Applying for a mortgage as a single buyer can seem daunting. It throws up all the general concerns and questions buying with a partner does, but you’re making decisions alone and you don’t want to miss anything important.
Whilst there may be some additional challenges for single mortgage hunters, generally speaking, there are solutions for them. We’ll take you through the main ones and explain the ways in which they can typically be overcome.
Buying a home on your own should be an exciting time. Being prepared for any obstacles and knowing how to deal with them means you can get back to looking forward to moving into your new home.

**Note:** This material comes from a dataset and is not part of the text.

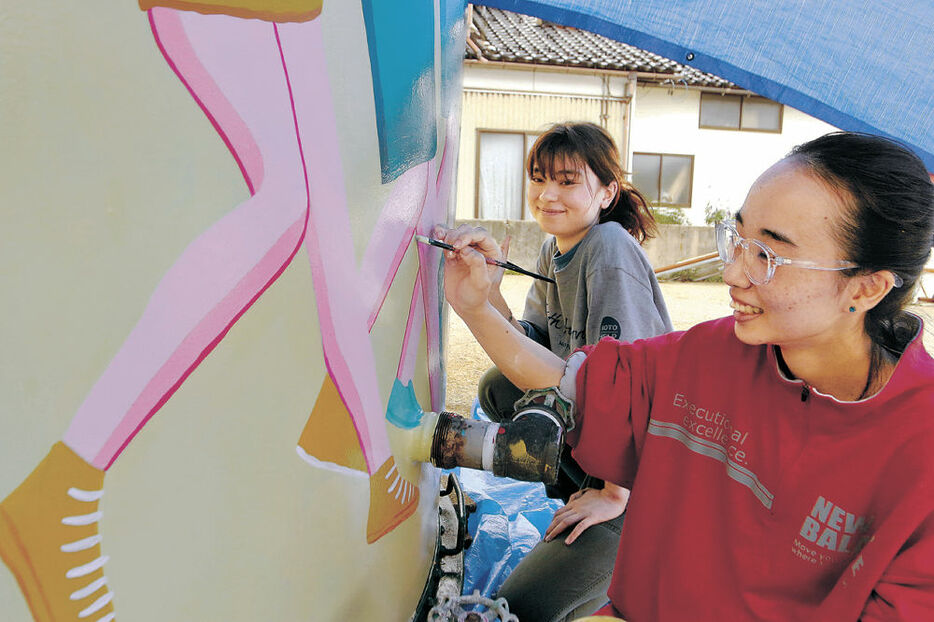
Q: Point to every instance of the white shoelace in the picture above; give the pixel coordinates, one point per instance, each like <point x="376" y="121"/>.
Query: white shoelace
<point x="88" y="496"/>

Higher deposit requirements
There isn’t a higher deposit requirement for single mortgage applicants.
For a residential mortgage, lenders tend to look for at least a 10% deposit, which may feel huge if it’s just you having to find the funds. And, of course, the bigger the deposit you pay, the bigger the reduction in your monthly repayments and you should be able to access better interest rates.
With all this in mind, there are government mortgage schemes around, which enable you to just put down a 5% deposit, like the Shared Ownership or Deposit Unlock Scheme, that you may qualify for. It’s worth taking the time to understand how these work in case you could benefit from one of them.

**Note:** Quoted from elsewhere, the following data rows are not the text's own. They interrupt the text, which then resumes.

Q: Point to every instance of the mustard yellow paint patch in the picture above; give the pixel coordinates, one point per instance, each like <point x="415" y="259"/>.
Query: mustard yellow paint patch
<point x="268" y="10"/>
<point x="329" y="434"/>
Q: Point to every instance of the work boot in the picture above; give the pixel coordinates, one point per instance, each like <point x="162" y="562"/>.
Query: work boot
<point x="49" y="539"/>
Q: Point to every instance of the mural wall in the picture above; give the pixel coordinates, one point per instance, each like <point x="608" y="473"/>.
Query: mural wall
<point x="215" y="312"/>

Impact on loan-to-value (LTV) ratio
The loan-to-value (LTV) ratio is the property value compared to how much you want to borrow as a mortgage, in percentage terms.

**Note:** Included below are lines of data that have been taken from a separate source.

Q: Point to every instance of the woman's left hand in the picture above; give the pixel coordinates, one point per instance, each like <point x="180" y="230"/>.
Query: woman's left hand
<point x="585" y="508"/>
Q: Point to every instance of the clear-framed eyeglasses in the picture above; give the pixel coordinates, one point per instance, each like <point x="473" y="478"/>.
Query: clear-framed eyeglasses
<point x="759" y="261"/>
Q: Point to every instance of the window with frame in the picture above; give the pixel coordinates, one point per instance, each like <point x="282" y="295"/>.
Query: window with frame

For example, if you take out a £90,000 mortgage to buy a £100,000 home, the LTV is 90% as you’ll be borrowing 90% of the home’s value.
The more you are able to put towards the deposit, the better the LTV will be and the easier you’ll make things for yourself.
Buying on your own means you are solely responsible for the mortgage repayments, so it’s important to consider your deposit size very carefully before coming to a decision on the amount. Affordability is key.